CADbloke / daisydiff

Automatically exported from code.google.com/p/daisydiff

Geek Repo:Geek Repo

Github PK Tool:Github PK Tool

Allow html diffs to be interrupted / cancelled

GoogleCodeExporter opened this issue · comments

DaisyDiff's html diff can be extremely resource hungry.  Eg our wiki recently 
encountered a page diff (admittedly a very large one) that caused the system to 
run out of memory.  Unit testing the difference at fault I gave it 900MB and it 
still OOMEd.  

There are numerous ways that the resource use could be limited.  Eg modifying 
the LCSSettings' limits, or implementing skipRangeComparison.  But I'd like to 
just make it cancellable externally (because it's easier).

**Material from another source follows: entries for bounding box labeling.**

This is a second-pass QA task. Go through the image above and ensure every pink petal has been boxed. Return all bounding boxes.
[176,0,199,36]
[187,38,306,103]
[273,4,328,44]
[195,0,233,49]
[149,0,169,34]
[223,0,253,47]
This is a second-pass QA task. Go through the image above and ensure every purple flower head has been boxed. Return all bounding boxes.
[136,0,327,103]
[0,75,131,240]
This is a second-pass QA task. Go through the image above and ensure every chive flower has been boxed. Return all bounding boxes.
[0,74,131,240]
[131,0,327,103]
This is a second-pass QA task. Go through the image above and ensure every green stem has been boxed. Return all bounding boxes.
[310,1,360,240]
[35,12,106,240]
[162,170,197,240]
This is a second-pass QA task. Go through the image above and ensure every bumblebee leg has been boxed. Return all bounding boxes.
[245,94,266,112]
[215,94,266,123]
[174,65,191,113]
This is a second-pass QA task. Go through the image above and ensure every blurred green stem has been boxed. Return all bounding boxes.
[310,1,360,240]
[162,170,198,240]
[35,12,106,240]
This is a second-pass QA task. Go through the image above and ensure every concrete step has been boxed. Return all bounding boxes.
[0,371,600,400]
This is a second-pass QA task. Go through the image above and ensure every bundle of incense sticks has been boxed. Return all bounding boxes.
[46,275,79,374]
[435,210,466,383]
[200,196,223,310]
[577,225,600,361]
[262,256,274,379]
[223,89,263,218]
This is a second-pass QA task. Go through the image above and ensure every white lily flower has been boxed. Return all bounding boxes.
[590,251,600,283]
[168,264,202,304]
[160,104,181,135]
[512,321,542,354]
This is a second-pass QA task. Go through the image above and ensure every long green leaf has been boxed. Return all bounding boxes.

The Eclipse RangeDifferencer at the heart of the HTMLDiffer can be passed an 
IProgressMonitor, whose isCancelled method is often checked.  When the 
IProgressMonitor is cancelled, that diffing operation terminates.

I'm working on a simple change to DaisyDiff to include a diff(IProgressMonitor 
progressMonitor, TextNodeComparator leftComparator, TextNodeComparator 
rightComparator) method that passes that progressMonitor through to the various 
calls to RangeDifference.

That's the most straightforward way to implement the functionality I need, but 
it's not necessarily the best.  Eg people might think we shouldn't leak the 
reliance on Eclipse classes to client code, which would be pretty reasonable.  
Also I haven't done anything about the rest of the IProgressMonitor interface 
at the moment, so it's a bit misleading to take one.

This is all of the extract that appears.